Yes, Richards was just a true freshman at Mississippi State. But his strong leg was counted on to handle kickoff duties in 2007, and possibly long field-goal attempts.
Suddenly, all the kicking responsibilities fell on Carlson's shoulders. Blake McAdams was still the starting punter but Carlson was also his back-up.
"I know that (Eric) Richards really pushed me," admitted Carlson, who punted for the first time in a pooch-punt situation against Tennessee two weeks ago. "But when he went down, there was more pressure on me. The coaches were counting on him to be the kickoff guy and back me up on field goals and be the backup punter.
"I knew I had to do everything and step into that role."
And Carlson has handled those roles with much success this season.
He has improved his kickoffs by almost 10 yards, which was much needed after the new rule pushed kickoffs back to the 30-yard line. And after making 50 percent (8-of-16) of his field goals in his first two seasons, Carlson has improved that percentage by knocking down 5-of-8 attempts and nailing a career-best two field goals in the 19-14 win at Auburn.
For Carlson, he acknowledges the improvement has been more mental than physical.
"I would say it was just getting confidence in myself," said Carlson. "I knew I could do it but had to prove to myself I could do it. I didn't have that many kicks in high school but I knew the ability was there. I just had to get more confident in my kicks. There is obviously more pressure kicking in college than high school but confidence was the top thing."
During Carlson's career, his opportunities have been limited in part to a struggling Bulldogs' offense. State has rotated quarterbacks at a rapid pace due to injuries.
"You look around college football and the SEC and see a lot of points being scored," noted Carlson. "And everybody knows our offense has been struggling the past couple of seasons. But we can see it getting a lot better.
"This is the first season that I've been able to knock down two field goals in one game. This is the first season I have been put in that position."

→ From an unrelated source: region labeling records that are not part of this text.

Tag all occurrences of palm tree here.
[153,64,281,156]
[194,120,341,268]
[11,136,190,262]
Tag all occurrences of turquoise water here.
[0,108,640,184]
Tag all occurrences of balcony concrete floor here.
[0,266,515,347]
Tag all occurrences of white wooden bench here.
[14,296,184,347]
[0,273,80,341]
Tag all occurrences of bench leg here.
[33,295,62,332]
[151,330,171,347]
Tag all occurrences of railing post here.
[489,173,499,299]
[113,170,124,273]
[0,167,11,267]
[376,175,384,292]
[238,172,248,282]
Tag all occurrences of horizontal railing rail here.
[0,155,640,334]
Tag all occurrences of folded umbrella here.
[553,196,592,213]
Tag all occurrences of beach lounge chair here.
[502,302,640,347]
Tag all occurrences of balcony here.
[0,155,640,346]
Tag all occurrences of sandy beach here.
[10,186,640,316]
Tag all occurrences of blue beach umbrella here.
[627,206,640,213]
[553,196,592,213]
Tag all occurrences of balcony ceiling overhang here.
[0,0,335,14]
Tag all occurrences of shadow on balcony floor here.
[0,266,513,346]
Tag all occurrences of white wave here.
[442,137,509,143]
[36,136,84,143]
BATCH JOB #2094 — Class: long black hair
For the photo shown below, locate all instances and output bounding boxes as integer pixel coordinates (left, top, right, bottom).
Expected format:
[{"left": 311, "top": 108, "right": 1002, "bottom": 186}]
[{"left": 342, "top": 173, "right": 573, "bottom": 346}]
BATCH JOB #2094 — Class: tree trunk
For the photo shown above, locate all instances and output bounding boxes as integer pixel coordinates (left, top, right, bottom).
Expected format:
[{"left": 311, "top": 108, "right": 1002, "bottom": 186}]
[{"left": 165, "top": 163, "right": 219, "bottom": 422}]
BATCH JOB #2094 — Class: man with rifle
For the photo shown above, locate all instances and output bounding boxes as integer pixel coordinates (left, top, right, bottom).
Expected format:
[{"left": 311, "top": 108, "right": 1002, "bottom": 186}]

And with his chances far and few between, Carlson admits there is more pressure to drill field goals.
"We know the offense will keep improving but I also know there is more pressure for me to produce," said Carlson, who has made 54-of-55 career extra points. "My opportunities may be limited and there may not be many chances. So I have to make sure I execute and get the job done when my name is called."
With four games left on the schedule, Carlson is hoping for that moment all kickers dream of everyday.
The Bulldogs need two more wins to become bowl-eligible and Carlson believes the last four games will come down to the wire. And he would love nothing more than to kick the game-winner with no time left on the clock.
"As a kicker, you always want that chance (for a game-winning field goal)," said Carlson. "I believe every game we have left will be tight because that is just the way the SEC is. But it's an opportunity that I look forward to.
"I haven't really had those type of game-winning chances. Last year in the Egg Bowl (51-yard attempt) was the only one I've experienced and I came close to making that one. You look at the Auburn kicker and he's gotten two or three game-winners already in his career.
"I know our games might come down to two or three points and I always prepare to kick that game-winner and want that opportunity."